OpenBSD Routing Tables and Routing Domains

Posted on Mar 16, 2022 | By Andrei Buzoianu | 15 minutes read

Traditionally speaking, the OpenBSD kernel routing system has a single table for routes. This means it only allows non-conflicting IP address assignments and all network interfaces on the system are connected to a single routing table.

Therefore, all interfaces on an OpenBSD server belong to rdomain 0 by default. Assuming that IP Forwarding is enabled and pf(4) allows it, traffic will flow freely between all interfaces. The functionality is also present in user-land tools such as dhclient(8) and dhcpd(8) and in the routing protocol daemons like ospfd(8), and bgpd(8). Support for virtual routing and firewalling first appeared in OpenBSD 4.6 with the addition of routing domains.

About rdomain and rtable

Every rdomain has a completely separate address space in the kernel. Consequently, an IP address can be assigned in more than one rdomain, but it cannot be assigned more than once per rdomain. Interfaces in different routing domains are separated and can not directly pass traffic between each other and as such network traffic inside the rdomain stays within the current routing domain. To move traffic from one rdomain to another rdomain, pf(4) is used.

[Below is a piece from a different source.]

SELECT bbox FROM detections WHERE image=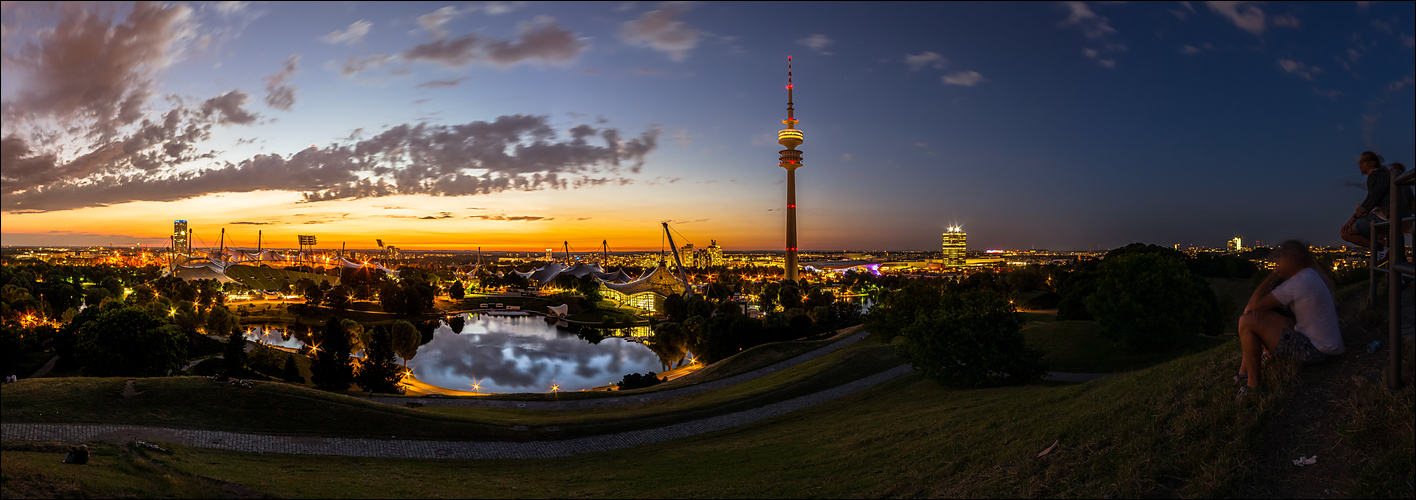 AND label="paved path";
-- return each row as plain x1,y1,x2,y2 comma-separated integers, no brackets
26,356,58,379
371,330,872,410
1,365,913,459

When an interface is assigned to a non-existent rdomain it gets created automatically. At the same time one rtable with the same ID and a lo(4) interface with a unit number matching the routing domain ID get created and assigned to the new domain.

Regarding limits, the highest ID that can be used for rdomain is 255, which basically means that is the maximum number of routing domains. The pseudo-device which implements and controls the CARP protocol (e.g. carp(4)) must be in the same rdomain as the interface it attaches to (carpdev).

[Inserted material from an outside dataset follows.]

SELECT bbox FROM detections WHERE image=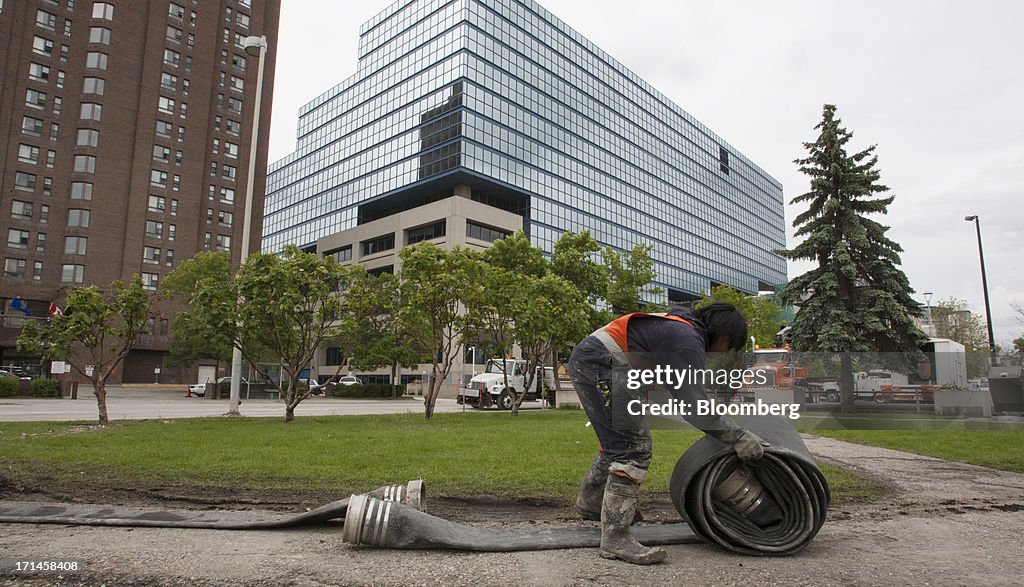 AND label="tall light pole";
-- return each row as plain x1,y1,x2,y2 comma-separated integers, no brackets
964,215,997,367
923,291,933,337
227,35,269,416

rtables contain routes for outbound network packets. One rdomain can contain more than one rtable. Multiple routing tables are commonly used for Policy Based Routing and the same limitation on possible number of routing tables applies as for rdomain (e.g. the highest ID that can be used for rtable is 255).

In his BSDCan 2015 paper, Peter Hessler gives a more concise description by comparison:

rtable

  • alternate routing table, usable with the same interfaces
  • ip addresses cannot overlap
  • multiple rtables can belong to a single rdomain
  • can be used for Policy Based Routing

rdomain

  • completely independent routing table instance
  • assign 10.0.0.1/16 a dozen times
  • interfaces can be assigned to only one rdomain at a time
  • how we ’know’ which one incoming packets should use
  • rdomains always contain at least one rtable

Use Cases

Using rdomains is similar to using VRFs in Cisco IOS. The VRF-like mechanism provider by the rdomain/rtable functionality can be useful to solve routing problems for atypical network setup or to isolate traffic for multiple tenants without using more advanced methods such as MPLS.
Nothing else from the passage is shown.